Monday, March 09, 2020
6. The Wabbit and the Akwat Attack
The Wabbit's music boomed over an empty sea and for a while, that was all there was. But the sky turned yellow. The waves took on a strange, ultraviolet hue. A layer of rock thrust up from the water, catching the keel of the Lepus, which threatened to capsize. Water coursed everywhere. Jenny turned on the Wabtek device and the Lepus lifted. For a moment the ship lay stranded along the rock. The Wabbit turned up the volume but it made matters worse. The Akwat creatures seemed to enjoy the music and their jaws clamped round the Lepus from stem to stern. The Lepus groaned in pain. "Kill the music, Wabbit!" yelled Jenny. The music died as the ship's giant cannon swung round the stern until Jenny got a bearing. "Fire!" she yelled.
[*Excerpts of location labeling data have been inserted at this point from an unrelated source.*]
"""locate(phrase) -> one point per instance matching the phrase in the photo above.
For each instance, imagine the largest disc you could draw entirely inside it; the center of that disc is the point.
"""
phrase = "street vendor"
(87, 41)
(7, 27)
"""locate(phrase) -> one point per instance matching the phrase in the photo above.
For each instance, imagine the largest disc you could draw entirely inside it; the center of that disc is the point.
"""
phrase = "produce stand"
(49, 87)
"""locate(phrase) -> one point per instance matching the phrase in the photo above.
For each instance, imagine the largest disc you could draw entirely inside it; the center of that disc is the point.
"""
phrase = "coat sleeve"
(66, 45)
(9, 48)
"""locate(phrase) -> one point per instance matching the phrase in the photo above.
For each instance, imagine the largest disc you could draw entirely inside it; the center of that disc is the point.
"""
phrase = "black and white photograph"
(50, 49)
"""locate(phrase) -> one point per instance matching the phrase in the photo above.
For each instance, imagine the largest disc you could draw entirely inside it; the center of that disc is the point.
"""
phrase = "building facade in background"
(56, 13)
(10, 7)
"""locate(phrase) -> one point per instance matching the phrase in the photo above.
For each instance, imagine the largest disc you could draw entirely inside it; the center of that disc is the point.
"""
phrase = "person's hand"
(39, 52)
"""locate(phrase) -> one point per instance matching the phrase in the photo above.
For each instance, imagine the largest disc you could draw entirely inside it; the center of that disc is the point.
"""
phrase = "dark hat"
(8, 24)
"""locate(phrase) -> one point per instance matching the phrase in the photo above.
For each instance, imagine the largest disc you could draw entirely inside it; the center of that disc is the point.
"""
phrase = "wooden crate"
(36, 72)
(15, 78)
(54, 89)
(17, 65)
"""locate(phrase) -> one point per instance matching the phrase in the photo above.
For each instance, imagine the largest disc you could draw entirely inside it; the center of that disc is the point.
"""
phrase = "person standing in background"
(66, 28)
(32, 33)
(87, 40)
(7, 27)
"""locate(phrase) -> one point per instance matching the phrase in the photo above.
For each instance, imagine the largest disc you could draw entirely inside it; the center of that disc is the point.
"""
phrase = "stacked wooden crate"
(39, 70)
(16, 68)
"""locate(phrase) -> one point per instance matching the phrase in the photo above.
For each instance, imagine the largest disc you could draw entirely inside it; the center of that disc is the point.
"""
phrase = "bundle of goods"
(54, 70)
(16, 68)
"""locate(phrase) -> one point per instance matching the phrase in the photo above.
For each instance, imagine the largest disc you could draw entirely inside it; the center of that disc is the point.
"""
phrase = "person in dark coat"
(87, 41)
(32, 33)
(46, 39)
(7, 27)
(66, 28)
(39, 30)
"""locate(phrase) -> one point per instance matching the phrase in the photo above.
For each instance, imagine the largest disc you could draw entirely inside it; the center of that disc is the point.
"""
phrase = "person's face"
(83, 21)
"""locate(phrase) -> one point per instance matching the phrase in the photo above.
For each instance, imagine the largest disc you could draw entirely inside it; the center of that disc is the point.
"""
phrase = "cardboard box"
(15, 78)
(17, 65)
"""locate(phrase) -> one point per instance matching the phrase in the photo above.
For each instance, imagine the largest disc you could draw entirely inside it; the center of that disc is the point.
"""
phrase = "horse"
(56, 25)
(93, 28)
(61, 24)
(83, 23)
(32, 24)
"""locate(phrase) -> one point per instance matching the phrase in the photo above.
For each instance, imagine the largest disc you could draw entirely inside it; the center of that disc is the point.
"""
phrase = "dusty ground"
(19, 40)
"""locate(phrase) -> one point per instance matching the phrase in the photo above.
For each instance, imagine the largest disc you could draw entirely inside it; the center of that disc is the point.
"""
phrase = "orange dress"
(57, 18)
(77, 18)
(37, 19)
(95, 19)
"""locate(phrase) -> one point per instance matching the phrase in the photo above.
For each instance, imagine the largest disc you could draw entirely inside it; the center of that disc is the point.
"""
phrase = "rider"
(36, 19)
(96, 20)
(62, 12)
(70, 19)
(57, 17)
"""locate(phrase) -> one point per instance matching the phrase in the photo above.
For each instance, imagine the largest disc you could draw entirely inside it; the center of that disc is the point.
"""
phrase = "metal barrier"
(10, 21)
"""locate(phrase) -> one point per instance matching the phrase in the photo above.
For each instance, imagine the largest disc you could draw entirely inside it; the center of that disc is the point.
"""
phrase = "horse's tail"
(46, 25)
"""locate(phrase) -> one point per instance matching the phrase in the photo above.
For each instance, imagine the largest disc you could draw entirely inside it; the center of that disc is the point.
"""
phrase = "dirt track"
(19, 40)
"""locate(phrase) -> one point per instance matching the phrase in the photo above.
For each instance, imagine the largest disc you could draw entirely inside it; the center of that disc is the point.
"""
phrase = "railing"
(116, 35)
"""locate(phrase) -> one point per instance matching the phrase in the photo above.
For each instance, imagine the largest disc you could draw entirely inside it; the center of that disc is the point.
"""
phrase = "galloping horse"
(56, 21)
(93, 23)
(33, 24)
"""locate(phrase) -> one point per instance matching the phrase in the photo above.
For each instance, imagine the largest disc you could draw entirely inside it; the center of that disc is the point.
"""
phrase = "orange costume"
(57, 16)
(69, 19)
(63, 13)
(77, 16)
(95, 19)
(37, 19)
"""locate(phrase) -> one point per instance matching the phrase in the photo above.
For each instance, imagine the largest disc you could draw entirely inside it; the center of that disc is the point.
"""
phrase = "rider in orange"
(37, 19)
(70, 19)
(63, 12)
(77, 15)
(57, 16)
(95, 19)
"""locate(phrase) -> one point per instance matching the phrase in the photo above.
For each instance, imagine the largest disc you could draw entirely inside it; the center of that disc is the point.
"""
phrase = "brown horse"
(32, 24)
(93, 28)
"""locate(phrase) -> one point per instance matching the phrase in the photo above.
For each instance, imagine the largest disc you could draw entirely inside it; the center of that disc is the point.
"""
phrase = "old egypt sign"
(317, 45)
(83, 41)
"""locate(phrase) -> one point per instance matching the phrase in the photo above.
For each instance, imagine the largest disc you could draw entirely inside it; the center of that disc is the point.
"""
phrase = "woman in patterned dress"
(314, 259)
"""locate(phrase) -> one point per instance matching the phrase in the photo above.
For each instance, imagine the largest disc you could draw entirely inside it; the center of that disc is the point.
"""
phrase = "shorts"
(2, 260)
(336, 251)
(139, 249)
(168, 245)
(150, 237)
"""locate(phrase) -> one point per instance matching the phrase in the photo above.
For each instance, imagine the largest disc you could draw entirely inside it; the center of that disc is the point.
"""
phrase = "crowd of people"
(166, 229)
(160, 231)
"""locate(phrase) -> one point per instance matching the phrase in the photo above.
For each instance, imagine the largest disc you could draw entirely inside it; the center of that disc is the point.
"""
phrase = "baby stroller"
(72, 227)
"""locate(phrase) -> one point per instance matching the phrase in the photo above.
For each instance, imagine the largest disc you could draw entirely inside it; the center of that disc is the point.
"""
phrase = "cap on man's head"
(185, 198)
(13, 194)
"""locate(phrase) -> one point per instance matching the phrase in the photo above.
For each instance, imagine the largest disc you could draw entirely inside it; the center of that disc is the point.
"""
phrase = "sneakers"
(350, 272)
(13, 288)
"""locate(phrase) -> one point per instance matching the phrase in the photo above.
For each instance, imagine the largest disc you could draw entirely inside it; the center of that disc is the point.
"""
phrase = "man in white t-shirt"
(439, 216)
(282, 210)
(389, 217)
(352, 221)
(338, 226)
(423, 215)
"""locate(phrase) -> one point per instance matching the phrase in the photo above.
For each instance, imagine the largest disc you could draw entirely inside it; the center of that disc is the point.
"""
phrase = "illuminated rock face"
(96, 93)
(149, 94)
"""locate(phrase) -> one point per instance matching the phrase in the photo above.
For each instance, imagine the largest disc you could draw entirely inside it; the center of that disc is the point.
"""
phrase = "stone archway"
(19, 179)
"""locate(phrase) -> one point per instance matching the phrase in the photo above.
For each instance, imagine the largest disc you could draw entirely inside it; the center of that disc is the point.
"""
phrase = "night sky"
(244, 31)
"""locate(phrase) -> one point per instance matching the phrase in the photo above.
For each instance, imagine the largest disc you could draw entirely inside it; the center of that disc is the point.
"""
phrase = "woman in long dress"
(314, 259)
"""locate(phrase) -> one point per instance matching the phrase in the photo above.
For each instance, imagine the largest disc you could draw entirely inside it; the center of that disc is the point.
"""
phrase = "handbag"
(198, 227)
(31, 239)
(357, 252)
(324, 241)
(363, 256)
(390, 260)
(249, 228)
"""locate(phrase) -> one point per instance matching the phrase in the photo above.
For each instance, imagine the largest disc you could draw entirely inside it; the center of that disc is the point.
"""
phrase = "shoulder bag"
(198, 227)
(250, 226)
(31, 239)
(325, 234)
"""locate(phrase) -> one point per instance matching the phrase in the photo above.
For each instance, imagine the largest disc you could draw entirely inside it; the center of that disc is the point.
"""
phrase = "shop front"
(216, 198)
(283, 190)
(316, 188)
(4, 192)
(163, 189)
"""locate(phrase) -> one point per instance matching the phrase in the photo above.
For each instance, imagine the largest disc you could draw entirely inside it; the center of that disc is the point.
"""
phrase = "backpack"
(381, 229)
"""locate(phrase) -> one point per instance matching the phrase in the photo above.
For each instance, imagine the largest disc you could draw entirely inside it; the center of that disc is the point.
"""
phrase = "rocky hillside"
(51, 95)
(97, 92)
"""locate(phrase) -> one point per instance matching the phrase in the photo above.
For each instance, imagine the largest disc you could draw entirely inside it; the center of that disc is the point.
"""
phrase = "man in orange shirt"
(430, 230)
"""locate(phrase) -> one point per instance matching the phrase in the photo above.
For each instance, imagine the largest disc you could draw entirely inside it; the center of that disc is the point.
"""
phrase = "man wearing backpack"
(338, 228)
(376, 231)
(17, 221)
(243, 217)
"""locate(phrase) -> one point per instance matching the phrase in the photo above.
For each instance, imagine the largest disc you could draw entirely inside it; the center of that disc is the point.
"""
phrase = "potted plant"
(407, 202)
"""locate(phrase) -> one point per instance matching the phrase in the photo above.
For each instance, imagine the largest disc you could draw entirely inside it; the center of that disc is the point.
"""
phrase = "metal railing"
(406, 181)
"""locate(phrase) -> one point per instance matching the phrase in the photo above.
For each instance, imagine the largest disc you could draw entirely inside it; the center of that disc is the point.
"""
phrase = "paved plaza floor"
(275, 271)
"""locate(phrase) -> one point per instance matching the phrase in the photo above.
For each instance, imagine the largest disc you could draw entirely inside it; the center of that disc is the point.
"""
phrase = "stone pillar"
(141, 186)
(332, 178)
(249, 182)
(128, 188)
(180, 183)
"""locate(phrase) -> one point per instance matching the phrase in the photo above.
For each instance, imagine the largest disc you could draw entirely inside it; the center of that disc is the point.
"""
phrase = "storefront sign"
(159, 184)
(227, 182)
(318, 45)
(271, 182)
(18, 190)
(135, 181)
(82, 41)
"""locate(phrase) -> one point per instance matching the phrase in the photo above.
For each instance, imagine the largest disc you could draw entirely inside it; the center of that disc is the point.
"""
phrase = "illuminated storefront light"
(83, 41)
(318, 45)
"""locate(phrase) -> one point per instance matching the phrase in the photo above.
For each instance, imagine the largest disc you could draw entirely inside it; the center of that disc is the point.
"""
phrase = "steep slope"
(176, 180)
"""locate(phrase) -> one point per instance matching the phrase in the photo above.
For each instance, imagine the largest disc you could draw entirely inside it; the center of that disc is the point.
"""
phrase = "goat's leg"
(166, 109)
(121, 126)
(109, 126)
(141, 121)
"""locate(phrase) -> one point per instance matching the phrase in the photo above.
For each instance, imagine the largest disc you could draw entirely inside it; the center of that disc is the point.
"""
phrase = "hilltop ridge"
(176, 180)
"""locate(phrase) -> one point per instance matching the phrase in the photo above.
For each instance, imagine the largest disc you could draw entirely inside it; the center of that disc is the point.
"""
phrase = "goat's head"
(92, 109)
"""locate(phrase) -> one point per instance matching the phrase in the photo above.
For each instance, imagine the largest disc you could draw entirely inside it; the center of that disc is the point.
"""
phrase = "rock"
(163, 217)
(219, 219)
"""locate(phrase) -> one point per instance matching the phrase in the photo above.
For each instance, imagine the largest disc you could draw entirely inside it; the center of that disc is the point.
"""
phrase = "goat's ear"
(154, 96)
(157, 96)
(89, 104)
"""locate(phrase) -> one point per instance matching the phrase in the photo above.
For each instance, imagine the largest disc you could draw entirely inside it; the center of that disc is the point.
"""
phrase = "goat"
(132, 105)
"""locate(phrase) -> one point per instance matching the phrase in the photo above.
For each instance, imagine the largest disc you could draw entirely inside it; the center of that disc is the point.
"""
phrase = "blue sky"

Shrieks rent the air as the reminder of her cannons fired port and starboard. Akwats plunged threshing into the water. Now the Lepus hovered, but an unknown force drew it back. Jenny let the Lepus drop with a mighty splash and signalled for full ahead. The Wabbit lurched across the bridge and hit the foghorns. The mournful sound carried across the waves and remaining Akwats moaned with them. One by one they dived under the surface and disappeared. The Lepus headed for the horizon as fast as her engines could take her. "That was close," muttered Jenny. The Wabbit peered at the surface. "They're following." He sounded the foghorns again. The Akwats fell back, but up ahead he could see a swirling mist which quickly thickened to pea soup. "We summoned our own fog," sighed Jenny.